Our team has secured a number of record-breaking class action recoveries. But what truly sets us apart is our decisive leadership in achieving fundamental corporate governance reforms. By identifying fraud or systemic weaknesses, and crafting innovative legal strategies, we continue to lift shareholder rights and protections to unprecedented new heights.
Turning the Tables – Featured Case Highlights
Here are three instances in which we “turned the tables,” giving shareholders the meaningful corporate governance rights they deserve:
- Del Monte / “Staple Financing” Reform
In this case we shined a spotlight on the then-common practice of “staple financing,” in which a company’s financial advisor also provided financing for bidders, creating a conflict of interest and suppressing competitive bidding. Through our litigation, the board learned it had been defrauded by both its banker and its financial advisor. The case resulted in an approximately $90 million recovery. - Transforming Proxy Access in Director Elections
For decades, shareholders sought the right to include their director nominees in corporate proxy statements yet were repeatedly rebuffed by the SEC under Rule 14a-8. We challenged this long-standing roadblock, obtaining a federal court order in New York declaring the SEC’s prohibition unlawful. Since then, nearly every major public company has adopted some form of proxy-access bylaw, fundamentally changing how director elections take place. - Along similar lines, we are currently challenging Exxon Corporation’s “retail voting” program, which is directly compromising the voting rights of public stockholders and violating federal securities laws.

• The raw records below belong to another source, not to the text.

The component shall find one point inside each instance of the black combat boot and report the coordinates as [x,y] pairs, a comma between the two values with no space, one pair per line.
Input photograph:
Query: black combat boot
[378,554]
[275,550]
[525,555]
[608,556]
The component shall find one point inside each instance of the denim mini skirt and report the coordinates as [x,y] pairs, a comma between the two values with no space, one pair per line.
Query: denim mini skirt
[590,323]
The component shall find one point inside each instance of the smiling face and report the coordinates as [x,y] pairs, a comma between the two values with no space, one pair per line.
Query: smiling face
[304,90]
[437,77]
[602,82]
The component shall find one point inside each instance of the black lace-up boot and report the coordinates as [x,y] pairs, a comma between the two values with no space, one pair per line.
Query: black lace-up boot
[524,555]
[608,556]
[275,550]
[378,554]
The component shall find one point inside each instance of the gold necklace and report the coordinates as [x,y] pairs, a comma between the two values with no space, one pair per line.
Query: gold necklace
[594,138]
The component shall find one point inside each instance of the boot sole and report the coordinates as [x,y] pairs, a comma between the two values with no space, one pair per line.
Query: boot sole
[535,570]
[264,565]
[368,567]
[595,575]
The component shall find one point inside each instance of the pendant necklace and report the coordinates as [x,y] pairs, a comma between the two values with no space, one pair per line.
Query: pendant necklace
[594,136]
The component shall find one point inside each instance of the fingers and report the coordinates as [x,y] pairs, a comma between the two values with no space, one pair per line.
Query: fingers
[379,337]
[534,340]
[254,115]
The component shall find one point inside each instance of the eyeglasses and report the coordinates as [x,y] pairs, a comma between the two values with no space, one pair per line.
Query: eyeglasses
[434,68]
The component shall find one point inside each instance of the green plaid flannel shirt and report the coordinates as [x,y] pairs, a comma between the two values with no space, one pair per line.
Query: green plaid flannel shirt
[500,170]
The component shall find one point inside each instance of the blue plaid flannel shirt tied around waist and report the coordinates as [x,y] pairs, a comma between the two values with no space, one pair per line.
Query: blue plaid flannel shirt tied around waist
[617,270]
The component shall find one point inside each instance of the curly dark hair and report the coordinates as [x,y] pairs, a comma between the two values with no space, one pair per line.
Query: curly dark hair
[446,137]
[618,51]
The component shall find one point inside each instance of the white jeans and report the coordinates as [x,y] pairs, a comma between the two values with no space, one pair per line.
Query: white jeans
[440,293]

What we See on the Horizon
Shareholder Activity At or Near Historic Highs
- Activist demands increasing, with proxy contests not only more frequent, but more costly for companies
- Beyond money or mere oversight, shareholders concerned with more strategic reforms and governance – such as restructuring, M&A justification and fairness, compensation, risk disclosure practices, and other forward-looking issues.
Shareholders Looking Beyond Boards
- CEOs and other top leadership increasingly litigation targets, especially likely where underperformance or mismanagement are factors
Developing Areas Increasing Corporate Liabilities
- Companies utilizing AI and other emerging tech facing increased litigation risks
Shareholders holding corporate leadership accountable for promises and risk assessment and disclosures
The Reason Plaintiffs Hire Us
Creatively applying and, via precedent, helping to advance Delaware’s elite corporate case law, we regularly pursue instances of:
- Securities fraud
- Corporate fiduciary responsibilities
- Shareholder proposals under SEC Rule 14a-8
- Other corporate governance matters
Our group’s co-leaders set the tone for the rest of our deep and sophisticated bench:
- Christine Mackintosh’s credibility, insights and judgment are well-established: she is regularly appointed by the Delaware Supreme Court to serve on committees, in advisory roles, and as a Special Master, reflecting both the caliber of her experience and the strength of the arguments she has presented over the years.
- Clients also count on the seasoned leadership of Michael Barry, whose deep experience, strategic mindset and acute understanding of securities regulations, governance law and corporate mechanics ensure that client matters will be handled skillfully and tenaciously.